Bug #14095
closederb ignores attempt to set encoding
Description
Erb seems to ignore any attempt to set encoding:
$ erb -U
<%= "a".encoding %>
^D
ASCII-8BIT
I've tried multiple ways to do this but I just can't convice it that the .erb file is in UTF-8. It insists on ASCII-8BIT.
Updated by graywolf (Gray Wolf) about 7 years ago
Expected output was
$ erb -U
<%= "a".encoding %>
^D
UTF-8
Ruby works that way without setting anything
$ ruby
puts "a".encoding
^D
UTF-8
Why doesn't .erb have the same default?
Updated by hsbt (Hiroshi SHIBATA) about 7 years ago
- Assignee set to k0kubun (Takashi Kokubun)
Updated by hsbt (Hiroshi SHIBATA) about 7 years ago
- Status changed from Open to Assigned
Updated by k0kubun (Takashi Kokubun) about 7 years ago
- Status changed from Assigned to Closed
Applied in changeset trunk|r60739.
bin/erb: change template file encoding to UTF-8
Unlike Ruby source file encoding (script encoding) whose default is
changed to UTF-8 in Ruby 2.0 (Feature #6679), template's file encoding
given to erb(1) has been ASCII-8BIT since ERB supports m17n at r21170.
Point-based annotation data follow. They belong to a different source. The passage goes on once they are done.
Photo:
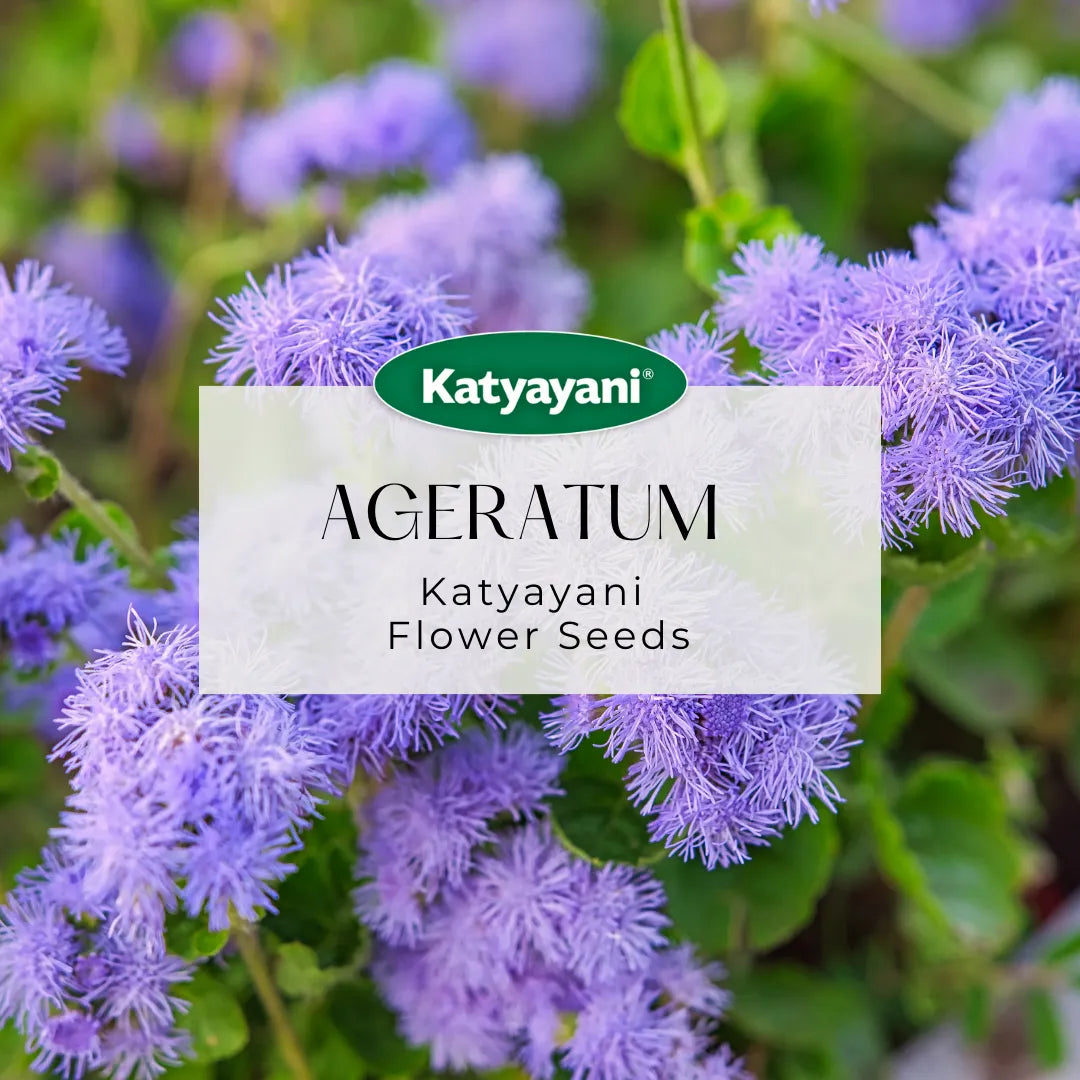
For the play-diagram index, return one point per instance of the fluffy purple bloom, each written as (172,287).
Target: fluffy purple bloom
(370,730)
(179,797)
(118,271)
(490,933)
(1031,150)
(46,334)
(542,55)
(401,116)
(717,775)
(82,997)
(930,26)
(329,318)
(703,354)
(489,234)
(208,51)
(50,597)
(972,402)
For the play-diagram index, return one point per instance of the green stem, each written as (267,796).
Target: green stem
(126,543)
(246,939)
(904,77)
(679,42)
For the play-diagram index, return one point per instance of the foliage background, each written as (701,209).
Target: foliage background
(959,835)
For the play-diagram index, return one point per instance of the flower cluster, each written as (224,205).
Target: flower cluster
(45,335)
(719,774)
(332,318)
(180,798)
(972,406)
(368,731)
(83,997)
(116,269)
(541,55)
(489,233)
(497,946)
(401,116)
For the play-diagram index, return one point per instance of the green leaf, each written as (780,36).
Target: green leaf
(191,939)
(794,1008)
(370,1028)
(758,904)
(299,975)
(977,1016)
(989,677)
(714,232)
(38,472)
(949,847)
(595,818)
(648,111)
(1044,1034)
(215,1020)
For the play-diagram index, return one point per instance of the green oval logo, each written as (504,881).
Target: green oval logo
(530,382)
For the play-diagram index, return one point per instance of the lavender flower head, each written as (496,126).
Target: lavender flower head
(717,775)
(490,233)
(116,269)
(46,334)
(542,55)
(332,318)
(179,798)
(208,51)
(82,997)
(971,408)
(932,26)
(401,116)
(1031,150)
(489,932)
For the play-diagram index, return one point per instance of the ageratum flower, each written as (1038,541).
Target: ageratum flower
(51,598)
(370,730)
(541,55)
(932,26)
(46,334)
(491,935)
(970,407)
(401,116)
(180,798)
(490,233)
(717,775)
(1031,150)
(332,318)
(208,51)
(116,269)
(83,997)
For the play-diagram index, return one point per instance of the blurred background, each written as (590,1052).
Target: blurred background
(118,121)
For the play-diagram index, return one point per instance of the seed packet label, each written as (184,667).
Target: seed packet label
(728,544)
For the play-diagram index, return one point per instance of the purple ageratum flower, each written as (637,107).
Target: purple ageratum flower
(208,51)
(332,318)
(46,334)
(916,327)
(50,597)
(370,730)
(401,116)
(83,998)
(170,786)
(717,775)
(495,956)
(1030,150)
(490,234)
(930,26)
(118,271)
(703,354)
(542,55)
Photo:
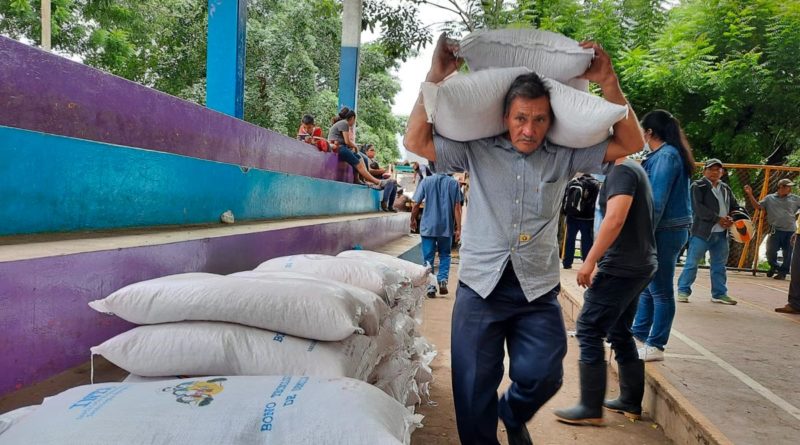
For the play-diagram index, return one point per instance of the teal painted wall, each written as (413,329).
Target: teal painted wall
(52,183)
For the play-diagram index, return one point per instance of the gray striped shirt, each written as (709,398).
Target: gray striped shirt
(513,208)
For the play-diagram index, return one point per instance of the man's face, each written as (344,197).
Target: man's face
(528,121)
(713,173)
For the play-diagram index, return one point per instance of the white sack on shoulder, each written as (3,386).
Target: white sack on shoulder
(375,308)
(467,107)
(373,277)
(548,53)
(209,348)
(470,107)
(581,119)
(416,273)
(219,410)
(314,309)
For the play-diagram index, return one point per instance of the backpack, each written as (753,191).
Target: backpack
(580,197)
(573,198)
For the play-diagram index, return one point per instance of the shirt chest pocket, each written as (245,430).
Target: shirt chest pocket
(548,200)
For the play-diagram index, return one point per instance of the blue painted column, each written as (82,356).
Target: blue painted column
(348,63)
(227,21)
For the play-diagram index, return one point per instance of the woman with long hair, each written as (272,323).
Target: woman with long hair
(669,165)
(341,135)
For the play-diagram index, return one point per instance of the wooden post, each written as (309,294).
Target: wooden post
(46,25)
(760,218)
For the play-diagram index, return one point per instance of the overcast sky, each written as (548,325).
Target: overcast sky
(412,72)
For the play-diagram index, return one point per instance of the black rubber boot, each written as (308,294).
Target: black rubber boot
(631,390)
(589,411)
(519,436)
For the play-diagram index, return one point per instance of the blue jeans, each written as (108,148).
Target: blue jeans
(537,343)
(442,244)
(780,240)
(586,228)
(657,303)
(717,247)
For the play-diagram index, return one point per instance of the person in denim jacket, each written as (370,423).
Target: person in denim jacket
(669,166)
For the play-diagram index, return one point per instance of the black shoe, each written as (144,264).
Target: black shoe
(631,390)
(518,436)
(589,411)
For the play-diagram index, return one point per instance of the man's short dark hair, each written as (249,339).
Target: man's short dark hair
(527,86)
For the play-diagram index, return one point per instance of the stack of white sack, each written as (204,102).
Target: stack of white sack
(470,106)
(207,324)
(218,410)
(405,373)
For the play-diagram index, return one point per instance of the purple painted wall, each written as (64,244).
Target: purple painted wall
(48,93)
(46,326)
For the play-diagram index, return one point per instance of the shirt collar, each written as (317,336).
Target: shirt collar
(505,143)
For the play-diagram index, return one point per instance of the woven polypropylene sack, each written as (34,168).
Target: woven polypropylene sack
(581,119)
(470,106)
(416,273)
(209,348)
(219,410)
(371,276)
(375,307)
(550,54)
(308,309)
(467,107)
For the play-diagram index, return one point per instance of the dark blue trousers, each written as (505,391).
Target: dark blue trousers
(537,343)
(609,306)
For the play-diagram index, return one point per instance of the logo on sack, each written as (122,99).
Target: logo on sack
(198,393)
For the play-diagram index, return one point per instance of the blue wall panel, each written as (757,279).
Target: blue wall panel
(53,183)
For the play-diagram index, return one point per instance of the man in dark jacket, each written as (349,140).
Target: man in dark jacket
(712,201)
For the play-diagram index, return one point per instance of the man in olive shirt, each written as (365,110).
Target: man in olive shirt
(509,268)
(780,207)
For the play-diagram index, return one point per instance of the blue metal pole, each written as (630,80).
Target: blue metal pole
(227,21)
(348,63)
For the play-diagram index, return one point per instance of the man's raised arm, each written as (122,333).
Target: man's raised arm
(419,133)
(628,138)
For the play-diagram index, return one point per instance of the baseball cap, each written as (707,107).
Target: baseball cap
(712,162)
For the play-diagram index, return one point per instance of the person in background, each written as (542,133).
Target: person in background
(390,187)
(793,305)
(780,207)
(669,164)
(507,296)
(421,171)
(400,201)
(616,270)
(311,134)
(440,224)
(580,218)
(712,202)
(340,134)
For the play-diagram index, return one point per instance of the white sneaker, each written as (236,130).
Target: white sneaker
(651,354)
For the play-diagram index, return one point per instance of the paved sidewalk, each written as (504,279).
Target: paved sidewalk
(734,369)
(440,427)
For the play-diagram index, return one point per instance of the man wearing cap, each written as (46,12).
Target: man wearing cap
(781,207)
(712,202)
Like Ruby source file encoding, erb template file encoding should be
UTF-8 in Ruby 2.
[Bug #14095] [ruby-core:83708]
Updated by k0kubun (Takashi Kokubun) about 7 years ago
Hi Gray,
First of all, -U option of erb(1) is just the same as ruby(1)'s one, which sets both external and internal encoding to UTF-8. As those encodings are for IO, -U (or -E) is not related to the described behavior.
The actual cause that matters is source file encoding (script encoding, which affects encoding of string literal in the file) counterpart for erb(1) command. As m17n of erb(1) is implemented in Ruby 1.9, it's the same as Ruby 1.9's default source file encoding: ASCII-8BIT. But Ruby 2's default source file encoding is changed to UTF-8, I thought erb(1)'s one should be changed in the same way. Thus I fixed it in r60739.
Updated by k0kubun (Takashi Kokubun) about 7 years ago
Ah, one more comment is that you can use magic comment to change source file encoding of erb template before and after that change:
$ ruby -v
ruby 2.4.2p198 (2017-09-14 revision 59899) [x86_64-linux]
$ cat ascii.erb
<%= ''.encoding %>
$ erb -T 1 ascii.erb
ASCII-8BIT
$ cat utf-8.erb
<%# coding: UTF-8 %>
<%= ''.encoding %>
$ erb -T 1 utf-8.erb
UTF-8
Updated by graywolf (Gray Wolf) about 7 years ago
Thank you for quick fix and your answer, I've tried the magic comment thing base on what I googled, to be precise <% # -*- coding: UTF-8 -*- %>
which didn't work. Your version <%# coding: UTF-8 %>
does work so I can now use ?猫
without getting parser error. Yeeey!